Linework Founder Kai Ree Tells All

Interview with Kai Ree by Amanda Peukert

April 26, 2022

Longtime tattoo artist and founder of Linework Kai Ree has been in the game for over 17 years. During that time, Kai has owned his own studio and managed four shops simultaneously, all the while being continuously forced to utilize unfit tools designed for other industries. Predictably, this vast technological chasm often rendered Kai’s businesses inefficient. Desperate for a common stance and a solution, Kai shared his concerns with peers around the globe and soon realized this problem was not his own – the need for an administrative tattoo tool was astoundingly universal. Kai took the time to talk about his experience in tattooing, why he exchanged his station for a software startup, and what makes Linework, well…work.

Linework: How and when did you get your start in tattooing?

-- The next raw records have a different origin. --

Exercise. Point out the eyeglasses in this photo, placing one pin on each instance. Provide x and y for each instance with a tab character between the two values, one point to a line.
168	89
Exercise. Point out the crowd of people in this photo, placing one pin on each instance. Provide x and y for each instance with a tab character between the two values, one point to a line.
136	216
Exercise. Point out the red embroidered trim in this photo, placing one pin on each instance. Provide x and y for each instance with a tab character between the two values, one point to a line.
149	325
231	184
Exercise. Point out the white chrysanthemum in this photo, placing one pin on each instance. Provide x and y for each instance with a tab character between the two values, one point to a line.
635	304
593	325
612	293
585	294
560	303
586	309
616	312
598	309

Kai: When I was around 18, I realized school wasn’t really for me. I attended art school for a while and eventually asked my mother how she’d react if I started tattooing.

She said it was the worst idea she’d ever heard, so I started right away [laughs].

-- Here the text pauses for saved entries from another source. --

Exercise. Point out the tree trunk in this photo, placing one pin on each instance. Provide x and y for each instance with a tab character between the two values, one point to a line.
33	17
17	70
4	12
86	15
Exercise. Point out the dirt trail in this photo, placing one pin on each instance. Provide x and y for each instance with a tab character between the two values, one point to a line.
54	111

I worked in a studio called Leading Light for about six years and then I started my own studio called Timeless Tattoo.

Linework: Do you still currently tattoo?

Kai: Unfortunately, I couldn’t start Linework and tattoo at the same time. Linework has been a full-time job since 2017.

Linework: How would you describe your tattooing style?

Kai: I’ve been doing Viking, Norse, and old Norwegian folk tattoos like trolls and such for quite some time. I’ve also done a lot of realism.

Though I can do all styles, I’ve always favored black & gray – it goes much faster and I’m admittedly impatient [laughs].

Linework: What’s your favorite medium aside from tattooing? What or who inspires you?

Kai: Charcoal, but I don’t really dabble in other mediums due to lack of time. As far as influences go, I’ve always been a big fan of the Norwegian artist Theodor Kittelsen; he’s a legend.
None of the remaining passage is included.